Israeli biochemist (1980-2020)

Arren Bar-Even (ארן בר-אבן; 6 June 1980 – 18 September 2020) was an Israeli biochemist and synthetic biologist. He made pioneering advances in the design and implementation of novel pathways for improved CO_{2} fixation. and formate utilisation.

== Education and career ==
Bar-Even was born on 6 June 1980 in Haifa, Israel. He obtained his bachelor's degree in the excellence program from the Faculty of Biology from Technion, the Israeli Institute of Technology in 2002. He then completed his master's degree in Bioinformatics at the Weizmann Institute of Science in 2005. After working as a consultant in the biotech industry for some years, he returned to academia to complete a PhD degree in biochemistry at the Weizmann Institute of Science in 2012. In his work with Ron Milo as his supervisor, he specialized in the design principles of cellular metabolism. From 2015, Bar-Even became junior research group leader of the “Systems and Synthetic Metabolism” lab at the Max Planck Institute of Molecular Plant Physiology.

== Research ==
In his PhD in metabolic engineering, he shed light on enzymes and metabolic pathways in his meta-analyses of key design principles.
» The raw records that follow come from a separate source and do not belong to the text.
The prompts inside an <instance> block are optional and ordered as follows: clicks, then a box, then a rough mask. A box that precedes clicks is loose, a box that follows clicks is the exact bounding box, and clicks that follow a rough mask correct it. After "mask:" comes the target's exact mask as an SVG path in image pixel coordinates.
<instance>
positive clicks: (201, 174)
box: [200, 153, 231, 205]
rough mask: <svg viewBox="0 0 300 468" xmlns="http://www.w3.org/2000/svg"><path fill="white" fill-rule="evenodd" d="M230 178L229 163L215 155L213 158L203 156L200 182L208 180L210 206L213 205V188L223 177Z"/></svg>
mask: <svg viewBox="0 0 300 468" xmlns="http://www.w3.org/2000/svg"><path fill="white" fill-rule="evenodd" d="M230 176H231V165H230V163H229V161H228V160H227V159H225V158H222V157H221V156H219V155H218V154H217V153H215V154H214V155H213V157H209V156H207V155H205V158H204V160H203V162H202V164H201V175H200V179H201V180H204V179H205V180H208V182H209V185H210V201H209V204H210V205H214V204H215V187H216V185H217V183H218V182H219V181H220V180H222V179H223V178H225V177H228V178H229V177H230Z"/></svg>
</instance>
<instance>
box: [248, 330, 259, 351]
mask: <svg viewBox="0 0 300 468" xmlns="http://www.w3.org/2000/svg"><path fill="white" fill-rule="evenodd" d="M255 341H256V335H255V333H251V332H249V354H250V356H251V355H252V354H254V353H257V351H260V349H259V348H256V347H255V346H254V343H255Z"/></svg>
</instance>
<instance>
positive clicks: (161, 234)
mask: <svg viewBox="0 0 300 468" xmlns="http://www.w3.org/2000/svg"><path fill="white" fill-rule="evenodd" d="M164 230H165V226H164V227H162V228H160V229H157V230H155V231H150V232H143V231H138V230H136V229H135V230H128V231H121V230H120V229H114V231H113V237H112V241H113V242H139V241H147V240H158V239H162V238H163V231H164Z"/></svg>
His grasp of the fundamentals of how metabolism operates and evolves led to the invention of novel pathways for synthetic carbon fixation, formate assimilation, photorespiration bypasses, and significant contributions to the establishment of the predominant CO_{2} fixation cycle – the Calvin-Benson cycle – in E. coli.

Based on formate, Bar-Even established the idea of a formate bio-economy with the potential to revolutionize food- and feedstock production among other biotechnological sectors for a circular carbon economy. In the formate bio-economy, formate is produced from CO_{2} physiochemically using renewable energy sources and subsequently fed as sole carbon source to engineered microbes to produce a myriad of products, such as fuels, other value-added chemicals, food and feedstock.

After starting his own lab at the Max Planck Institute of Molecular Plant Physiology, Bar-Even worked among other projects on the biological realisation of the formate bio-economy. This mainly consisted of engineering model organisms (e.g. E. coli, S. cerevisiae, etc.) towards formatotrophic growth – the ability to grow on formate as a sole carbon source. In 2020, this goal was achieved with the demonstration of the first synthetic formatotrophic E. coli cells growing via the reductive glycine pathway, a synthetic pathway designed by Bar-Even and only later found to operate in nature. Notably, the engineered cells could also grow on methanol as sole carbon source, which had been a long-standing goal of synthetic biology.